Are the following ordinarily valid Christian baptisms (that is the person would not be re-baptized)?
If we say nay, how do we avoid charges of neo-donatism? I understand how someone could say no, and the reasons thereto.
It'd be interesting to see how those who gave "invalid" answers stack up (ie: credo vs. paedo). Credo folks could heavily weigh things toward the "invalid" side, since they see all pre-profession baptisms as invalid.
I voted that both are valid, since they are both trinitarian (as far as I know). I myself was baptized as a baby in a Reformed Church so that issue does not concern me. However, someone baptized within a non trinitarian cult such as Oneness Pentecostalism would have to be rebaptized since it would not have been a trinitarian baptism as prescribed by Christ in Mat. 28:19. John Calvin taught that God had preserved the sacrament of baptism within the Roman church and it was a 'remnant' or 'vestige' of true historic Christianity while the Lord's Supper had been corrupted. Now baptists will dissagree with Calvin and argue that both sacraments were corrrupted by Rome. We know from church history that infant baptisms were taking place as early as 200 AD. and that none of the church fathers spoke against the practice. As for the Lord's Supper, however, its corruption came a lot later.
The Donatists were disputing and quarreling over who was truly ordained or not. They were for the most part doctrinally identical to the catholic church of the day. The issue now is whether or not the sacrament in RC or EO is actually Christian baptism or just a sub-Christian cultic practice resembling Christian baptism. In other words, is it really baptism at all or just an imitation? So it's not an issue of Donatism.
If we accept it as true baptism, then the Donatist issue comes into play and in the very least we must consider it to be valid though irregular since it was not performed by a minister of the gospel.
I voted that they are both valid - as I believe that is the position of our denom (well, at least, our pastor ).
Because of my polemical reading re: papalism and other current heresies, I need to be better informed on this matter in order to defend such a position - as, otherwise, I would lean the other way.
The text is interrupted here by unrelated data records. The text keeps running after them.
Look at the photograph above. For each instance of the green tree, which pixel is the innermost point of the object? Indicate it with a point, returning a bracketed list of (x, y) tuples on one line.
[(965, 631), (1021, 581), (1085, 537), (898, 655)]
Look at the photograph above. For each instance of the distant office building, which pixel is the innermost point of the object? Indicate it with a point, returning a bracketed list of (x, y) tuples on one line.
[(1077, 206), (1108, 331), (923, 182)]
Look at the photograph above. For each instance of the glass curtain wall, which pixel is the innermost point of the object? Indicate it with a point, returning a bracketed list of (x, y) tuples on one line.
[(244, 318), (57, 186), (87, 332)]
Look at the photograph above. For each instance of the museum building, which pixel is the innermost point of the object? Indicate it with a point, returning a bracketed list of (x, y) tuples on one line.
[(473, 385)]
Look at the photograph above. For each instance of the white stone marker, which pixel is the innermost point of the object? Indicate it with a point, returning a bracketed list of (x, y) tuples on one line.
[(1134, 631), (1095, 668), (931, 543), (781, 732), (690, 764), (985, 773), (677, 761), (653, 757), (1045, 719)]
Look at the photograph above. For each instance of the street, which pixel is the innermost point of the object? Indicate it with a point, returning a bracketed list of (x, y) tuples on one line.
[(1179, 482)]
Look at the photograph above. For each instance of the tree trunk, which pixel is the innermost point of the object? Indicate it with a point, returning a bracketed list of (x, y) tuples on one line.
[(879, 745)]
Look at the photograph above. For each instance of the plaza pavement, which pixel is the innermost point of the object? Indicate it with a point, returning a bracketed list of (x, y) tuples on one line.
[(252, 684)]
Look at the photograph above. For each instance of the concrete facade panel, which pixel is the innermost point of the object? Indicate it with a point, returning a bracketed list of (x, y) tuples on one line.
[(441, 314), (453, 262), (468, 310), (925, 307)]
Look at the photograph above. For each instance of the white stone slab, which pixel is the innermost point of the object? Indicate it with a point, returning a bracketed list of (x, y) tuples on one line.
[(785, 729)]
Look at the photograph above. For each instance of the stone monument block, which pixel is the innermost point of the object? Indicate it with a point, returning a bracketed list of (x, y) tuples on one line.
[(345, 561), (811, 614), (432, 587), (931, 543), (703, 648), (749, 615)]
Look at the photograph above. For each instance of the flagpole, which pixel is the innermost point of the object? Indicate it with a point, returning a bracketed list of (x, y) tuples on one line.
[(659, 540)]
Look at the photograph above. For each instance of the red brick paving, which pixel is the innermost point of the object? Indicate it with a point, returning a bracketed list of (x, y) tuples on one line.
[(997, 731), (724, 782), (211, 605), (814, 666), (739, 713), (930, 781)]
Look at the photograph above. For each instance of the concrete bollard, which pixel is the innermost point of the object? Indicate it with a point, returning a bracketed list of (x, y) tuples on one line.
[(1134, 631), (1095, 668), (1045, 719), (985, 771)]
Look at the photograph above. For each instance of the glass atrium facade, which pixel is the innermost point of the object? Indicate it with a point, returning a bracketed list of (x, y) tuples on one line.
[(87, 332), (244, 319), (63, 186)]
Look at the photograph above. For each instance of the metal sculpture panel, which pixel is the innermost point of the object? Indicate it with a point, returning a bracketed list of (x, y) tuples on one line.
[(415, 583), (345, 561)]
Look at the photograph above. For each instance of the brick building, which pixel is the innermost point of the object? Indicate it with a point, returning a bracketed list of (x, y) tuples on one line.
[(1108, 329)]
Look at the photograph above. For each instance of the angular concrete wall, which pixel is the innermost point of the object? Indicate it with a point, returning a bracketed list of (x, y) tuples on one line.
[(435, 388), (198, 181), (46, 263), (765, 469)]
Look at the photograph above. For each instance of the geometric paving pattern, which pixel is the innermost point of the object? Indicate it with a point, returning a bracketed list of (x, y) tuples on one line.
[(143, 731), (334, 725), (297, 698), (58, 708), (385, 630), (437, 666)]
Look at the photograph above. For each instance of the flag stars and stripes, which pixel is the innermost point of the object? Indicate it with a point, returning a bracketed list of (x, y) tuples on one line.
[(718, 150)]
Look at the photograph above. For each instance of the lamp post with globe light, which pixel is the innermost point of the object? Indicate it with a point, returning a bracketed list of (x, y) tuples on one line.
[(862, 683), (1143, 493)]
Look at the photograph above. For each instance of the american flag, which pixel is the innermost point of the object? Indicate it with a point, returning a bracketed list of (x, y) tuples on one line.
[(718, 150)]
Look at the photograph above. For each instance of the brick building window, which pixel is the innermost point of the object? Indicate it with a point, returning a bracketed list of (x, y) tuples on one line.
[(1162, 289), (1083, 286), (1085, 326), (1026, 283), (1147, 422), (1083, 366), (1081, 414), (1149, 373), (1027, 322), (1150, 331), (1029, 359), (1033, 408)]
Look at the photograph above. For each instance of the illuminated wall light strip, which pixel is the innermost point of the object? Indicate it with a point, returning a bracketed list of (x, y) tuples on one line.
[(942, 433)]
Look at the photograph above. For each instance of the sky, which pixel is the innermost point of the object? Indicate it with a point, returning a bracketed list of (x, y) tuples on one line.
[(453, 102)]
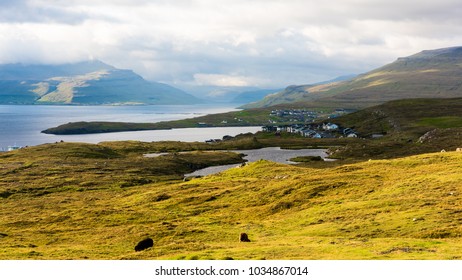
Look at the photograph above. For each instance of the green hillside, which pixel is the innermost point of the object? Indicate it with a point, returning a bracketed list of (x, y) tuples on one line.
[(428, 74), (81, 201)]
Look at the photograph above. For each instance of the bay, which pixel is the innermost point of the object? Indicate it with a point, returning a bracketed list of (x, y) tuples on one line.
[(21, 125)]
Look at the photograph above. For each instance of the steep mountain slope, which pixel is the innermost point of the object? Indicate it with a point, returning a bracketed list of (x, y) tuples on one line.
[(428, 74), (85, 83)]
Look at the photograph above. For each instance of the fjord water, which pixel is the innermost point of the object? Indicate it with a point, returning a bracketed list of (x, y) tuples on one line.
[(21, 125)]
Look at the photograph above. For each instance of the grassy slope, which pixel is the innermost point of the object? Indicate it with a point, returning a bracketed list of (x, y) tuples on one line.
[(72, 205)]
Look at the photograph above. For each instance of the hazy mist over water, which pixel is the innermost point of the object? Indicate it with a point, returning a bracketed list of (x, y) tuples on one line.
[(22, 124)]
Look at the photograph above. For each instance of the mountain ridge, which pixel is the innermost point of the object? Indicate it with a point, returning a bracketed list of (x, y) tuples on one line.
[(84, 83), (427, 74)]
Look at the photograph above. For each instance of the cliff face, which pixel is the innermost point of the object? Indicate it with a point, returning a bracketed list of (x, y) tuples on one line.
[(84, 83)]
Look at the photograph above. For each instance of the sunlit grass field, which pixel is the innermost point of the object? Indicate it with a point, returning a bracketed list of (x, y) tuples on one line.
[(81, 201)]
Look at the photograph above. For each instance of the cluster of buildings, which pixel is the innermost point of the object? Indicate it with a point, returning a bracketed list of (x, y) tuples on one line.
[(324, 130), (294, 115)]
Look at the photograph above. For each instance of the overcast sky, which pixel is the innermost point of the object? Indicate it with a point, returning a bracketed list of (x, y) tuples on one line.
[(263, 43)]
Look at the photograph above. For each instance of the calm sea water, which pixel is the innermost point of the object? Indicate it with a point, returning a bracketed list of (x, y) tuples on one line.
[(22, 125)]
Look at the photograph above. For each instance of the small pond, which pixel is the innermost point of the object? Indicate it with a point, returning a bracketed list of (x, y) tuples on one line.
[(275, 154)]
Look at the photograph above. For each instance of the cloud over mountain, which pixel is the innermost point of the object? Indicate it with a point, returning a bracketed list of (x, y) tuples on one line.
[(272, 42)]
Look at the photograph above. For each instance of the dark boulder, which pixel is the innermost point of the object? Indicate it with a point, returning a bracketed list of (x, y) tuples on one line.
[(244, 237), (144, 244)]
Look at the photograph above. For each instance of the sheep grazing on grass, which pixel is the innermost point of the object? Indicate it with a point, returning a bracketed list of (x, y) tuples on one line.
[(244, 237), (144, 244)]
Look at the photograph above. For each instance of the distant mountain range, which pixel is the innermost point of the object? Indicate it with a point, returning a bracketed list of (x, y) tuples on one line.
[(84, 83), (428, 74)]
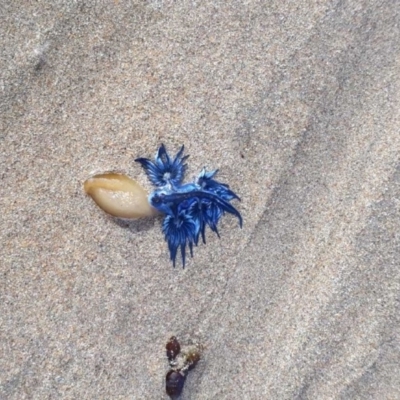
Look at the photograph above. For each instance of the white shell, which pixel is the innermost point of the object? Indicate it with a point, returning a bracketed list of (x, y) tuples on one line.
[(119, 195)]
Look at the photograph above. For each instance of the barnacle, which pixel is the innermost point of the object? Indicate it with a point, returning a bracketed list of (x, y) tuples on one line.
[(180, 364), (189, 208)]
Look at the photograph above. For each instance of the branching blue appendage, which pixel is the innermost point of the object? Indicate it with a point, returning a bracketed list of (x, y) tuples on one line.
[(190, 207)]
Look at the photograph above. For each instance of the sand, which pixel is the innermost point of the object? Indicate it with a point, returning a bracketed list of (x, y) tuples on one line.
[(297, 103)]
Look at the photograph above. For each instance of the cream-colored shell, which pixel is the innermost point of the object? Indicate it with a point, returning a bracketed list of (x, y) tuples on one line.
[(119, 195)]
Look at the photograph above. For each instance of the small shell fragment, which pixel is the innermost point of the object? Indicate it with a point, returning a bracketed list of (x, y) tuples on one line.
[(119, 195)]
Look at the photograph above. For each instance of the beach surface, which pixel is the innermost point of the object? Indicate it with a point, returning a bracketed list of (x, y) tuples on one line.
[(298, 106)]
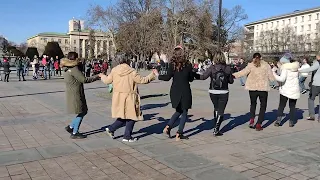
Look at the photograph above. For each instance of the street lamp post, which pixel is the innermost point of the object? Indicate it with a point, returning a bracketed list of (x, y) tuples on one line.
[(219, 23)]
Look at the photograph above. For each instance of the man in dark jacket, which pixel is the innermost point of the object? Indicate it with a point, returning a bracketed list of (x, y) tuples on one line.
[(6, 69)]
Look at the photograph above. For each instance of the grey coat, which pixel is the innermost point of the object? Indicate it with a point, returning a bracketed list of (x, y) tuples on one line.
[(74, 79)]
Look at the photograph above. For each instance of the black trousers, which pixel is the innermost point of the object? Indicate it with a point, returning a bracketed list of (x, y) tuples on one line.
[(263, 98), (292, 106), (219, 102)]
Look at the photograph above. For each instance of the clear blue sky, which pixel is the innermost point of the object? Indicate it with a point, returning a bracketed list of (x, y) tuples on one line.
[(21, 19)]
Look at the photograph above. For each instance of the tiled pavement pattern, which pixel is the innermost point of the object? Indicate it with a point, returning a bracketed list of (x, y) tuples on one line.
[(34, 145)]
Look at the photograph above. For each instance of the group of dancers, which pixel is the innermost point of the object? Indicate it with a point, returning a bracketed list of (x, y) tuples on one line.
[(126, 99)]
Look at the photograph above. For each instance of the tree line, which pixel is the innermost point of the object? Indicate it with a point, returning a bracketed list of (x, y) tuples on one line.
[(141, 28)]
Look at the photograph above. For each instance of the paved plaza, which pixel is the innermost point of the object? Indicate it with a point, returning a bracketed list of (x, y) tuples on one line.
[(34, 144)]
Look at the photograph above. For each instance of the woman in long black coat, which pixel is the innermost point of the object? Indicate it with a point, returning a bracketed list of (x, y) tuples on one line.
[(180, 69)]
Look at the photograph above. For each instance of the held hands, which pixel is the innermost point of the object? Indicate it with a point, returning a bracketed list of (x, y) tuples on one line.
[(155, 71)]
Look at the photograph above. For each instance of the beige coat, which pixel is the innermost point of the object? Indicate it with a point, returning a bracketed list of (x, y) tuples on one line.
[(258, 77), (125, 98)]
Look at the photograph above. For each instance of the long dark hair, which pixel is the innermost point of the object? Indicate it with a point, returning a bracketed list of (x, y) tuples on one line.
[(179, 59)]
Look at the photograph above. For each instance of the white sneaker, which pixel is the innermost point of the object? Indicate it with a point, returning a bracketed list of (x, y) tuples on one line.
[(110, 133), (130, 140)]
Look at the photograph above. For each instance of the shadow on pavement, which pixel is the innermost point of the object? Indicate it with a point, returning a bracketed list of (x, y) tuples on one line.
[(48, 92), (152, 96)]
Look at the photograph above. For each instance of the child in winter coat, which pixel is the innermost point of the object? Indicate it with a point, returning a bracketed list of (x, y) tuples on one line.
[(289, 87)]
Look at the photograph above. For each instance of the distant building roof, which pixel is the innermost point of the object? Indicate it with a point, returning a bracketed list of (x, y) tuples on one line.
[(53, 34), (295, 13)]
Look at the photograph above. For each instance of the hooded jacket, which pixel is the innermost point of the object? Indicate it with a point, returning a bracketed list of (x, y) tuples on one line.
[(74, 80), (125, 97), (289, 80)]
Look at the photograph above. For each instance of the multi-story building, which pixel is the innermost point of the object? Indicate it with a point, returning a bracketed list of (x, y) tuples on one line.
[(297, 32), (78, 39)]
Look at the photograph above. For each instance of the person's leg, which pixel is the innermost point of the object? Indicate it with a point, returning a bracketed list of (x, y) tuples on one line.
[(292, 106), (117, 124), (282, 104), (128, 130), (223, 100), (253, 104), (263, 97), (75, 124), (313, 94)]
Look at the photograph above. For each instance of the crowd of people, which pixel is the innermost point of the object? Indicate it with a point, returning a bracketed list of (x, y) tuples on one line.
[(258, 75)]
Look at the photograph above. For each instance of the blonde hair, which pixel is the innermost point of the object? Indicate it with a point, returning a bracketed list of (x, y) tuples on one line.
[(219, 58)]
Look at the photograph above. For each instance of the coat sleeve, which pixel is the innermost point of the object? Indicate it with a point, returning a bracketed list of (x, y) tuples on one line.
[(243, 72), (271, 77), (81, 78), (314, 67), (143, 80), (282, 77), (107, 79), (169, 74)]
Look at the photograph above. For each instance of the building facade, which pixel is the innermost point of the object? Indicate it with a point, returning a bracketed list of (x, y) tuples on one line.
[(297, 32), (78, 39)]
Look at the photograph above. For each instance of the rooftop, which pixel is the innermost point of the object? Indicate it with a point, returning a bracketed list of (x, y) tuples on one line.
[(295, 13)]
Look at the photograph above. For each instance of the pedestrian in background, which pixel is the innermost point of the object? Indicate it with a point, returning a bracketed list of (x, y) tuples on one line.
[(303, 76)]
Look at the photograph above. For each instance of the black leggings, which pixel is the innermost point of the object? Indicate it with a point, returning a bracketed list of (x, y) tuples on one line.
[(292, 106), (263, 97), (219, 102)]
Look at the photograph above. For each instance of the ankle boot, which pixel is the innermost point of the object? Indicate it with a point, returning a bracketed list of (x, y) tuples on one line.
[(166, 131), (251, 123), (278, 121), (216, 130)]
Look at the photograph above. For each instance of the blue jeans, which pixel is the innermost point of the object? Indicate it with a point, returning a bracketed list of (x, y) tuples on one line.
[(176, 115), (76, 122), (243, 80), (301, 83), (121, 122)]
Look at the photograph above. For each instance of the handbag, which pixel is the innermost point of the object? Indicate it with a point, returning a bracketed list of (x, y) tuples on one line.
[(110, 88)]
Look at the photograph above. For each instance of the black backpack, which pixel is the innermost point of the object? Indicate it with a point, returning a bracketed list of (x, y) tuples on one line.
[(220, 80)]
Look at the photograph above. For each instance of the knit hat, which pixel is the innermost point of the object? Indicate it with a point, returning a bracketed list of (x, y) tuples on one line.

I guess it has to do with the sign vs the thing signified. Similarly, the argument would be that despite - say - William Branham's obvious heresy, God (likely) saved all the elect who heard any portion of the Word through Branham (assuming at least a few of the thousands who sat under him were elect).
I guess I'll pull out my copy of Sacramental Sorcery now and get the other side.
My understanding is that the Latter Day Saints (Mormons) baptize with a Trinitarian pronouncement (i.e. In the Name...) but that it is not a valid Christian baptism.
If all that is required is a "Trinitarian" baptism, why would not such an one be valid?
The poll is closed.
A majority of voters (54%) believe that both Roman Catholic and Eastern Orthodox Baptisms are valid as Christian baptisms. (32%) believe that neither are valid as Christian baptisms.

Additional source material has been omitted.